Only the monster who’d done it had been responsible. No one else.
Now that she knew what had been done to that poor teacher, whose only crime was actually caring about his students, she was even more anxious for whoever was responsible to be caught. But not if it meant Derek put himself at risk by going into that shack alone.
She lifted a hand to her brow and swayed on her feet. He was at her side in an instant.
“Are you all right?”
“A little dizzy.” Although she said it hoping he would insist on taking her out to the road right now—and stay there, safe and sound—Kate wasn’t lying. She had gone through medical school; she’d seen corpses, she’d touched blood. Still, that human-shaped, hollowed-out place surrounded by gore was the closest she had ever come to a murder victim. Seeing ugly proof of what he had endured, her heart broke for Mr. Andrews. “Maybe you should take me to my car.”
Derek took both her arms in his hands and held her steady. The grip was not hard, but showed he was very serious. “Kate, I know what you’re trying to do, and I appreciate it. I will take you back there soon. I just need five minutes to go inside that building and make absolutely certain the sonofabitch didn’t double back and dump Mr. Andrews’ body there.”
She hadn’t considered that.
“If he did, we’ll go right away. I’ll call Gabe and ask him to send somebody he trusts up here. Then we’ll contact the local police and wait for them together. Deal?”
She couldn’t fault his logic. If he found what he was looking for, Derek could stay in her car with her until the cavalry arrived. It meant he would not try to leave her there, order her to go home, and then come back into this green hell alone in search of a brutally stabbed body and the person who’d wielded the knife.
“Deal,” she said, knowing he would hate her condition. “But I’m comin
g in with you.”
He dropped his hands. “Absolutely not.”
“I’m a doctor, Derek. I’ve seen bodies before.” She licked her lips. “They use this building to punish the boys, so there can’t be remains in there all the time. At the very most, it would be Mr. Andrews. Maybe there’s a chance he could be saved, and I might be able to do that.”
“He can’t.”
“You’re sure? Because of your vision? You don’t see anyone until they’re totally dead?”
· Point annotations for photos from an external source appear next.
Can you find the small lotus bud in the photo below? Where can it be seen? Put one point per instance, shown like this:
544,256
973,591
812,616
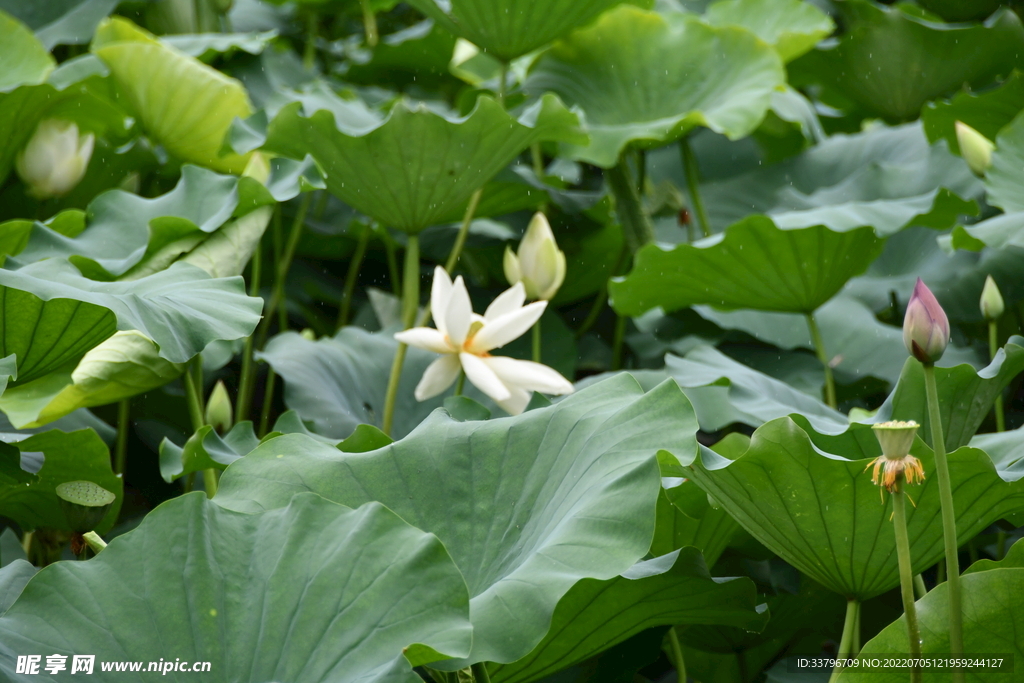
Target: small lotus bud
54,160
975,147
926,328
896,462
218,409
991,300
540,265
84,504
He hesitated before answering, and then admitted, “It happened once. I saw Li…I saw someone who’d drowned, and had been resuscitated after she’d technically died. But that is not the case here. There’s no way Andrews could have survived this much blood loss.”
She glanced down, gauged the splashes, and conceded the point. “I’m still coming. You already noticed I have good eyesight.”
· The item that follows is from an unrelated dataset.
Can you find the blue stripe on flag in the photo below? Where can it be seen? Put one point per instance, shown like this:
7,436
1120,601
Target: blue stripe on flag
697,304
He blew out a slow breath, his glower probably frightening to little children, but it didn’t intimidate her.
“We can stand here and argue about it, or we can just get this over with.” She crossed her arms in front of her chest. “You’re not going alone. The sooner we get it done, the sooner we’ll get out of here.”
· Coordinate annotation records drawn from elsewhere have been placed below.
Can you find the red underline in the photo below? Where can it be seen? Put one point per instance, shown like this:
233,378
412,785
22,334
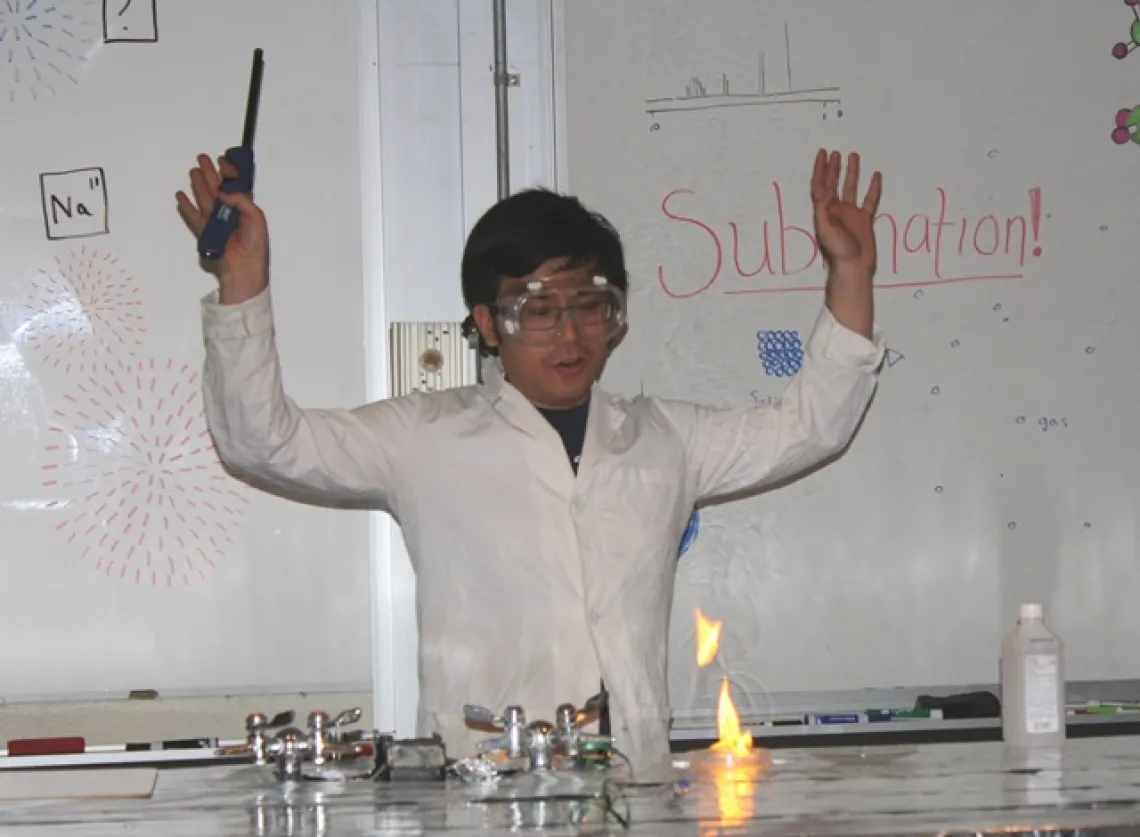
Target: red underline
887,285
He saw the resolution on her face and muttered, “Damn.” And that was that.
Lifting the flashlight, Derek shone it on the narrow path that led back to the ugly building to which they were headed. Building 13.
“Have your phone handy?”
The phone. She last remembered having it in her hand, but patted her pockets, front and back, anyway. “I think I dropped it.” It must have been when she’d seen Derek fall to his knees and had run to help him.
“Shit.”
“It’s okay—I’ll stay close to you.”
“Don’t step away,” he insisted.
She moved in behind him, their bodies almost touching as they walked step by step toward the place they’d both heard so much about. They avoided the droplets of blood he pointed out with the beam of light.
From the outside, the place looked strange, but not entirely terrifying. Just another old structure the swamp had reclaimed from its human builders. It had probably once been a maintenance building, or perhaps a groundskeeper’s cottage. Now it was just a giant box of green. Moss, marsh fern, and what might be poison ivy had crept over every inch of the old grey stone. It made the place looked like a house in Hobbiton…the one the Hobbits used to butcher their meat.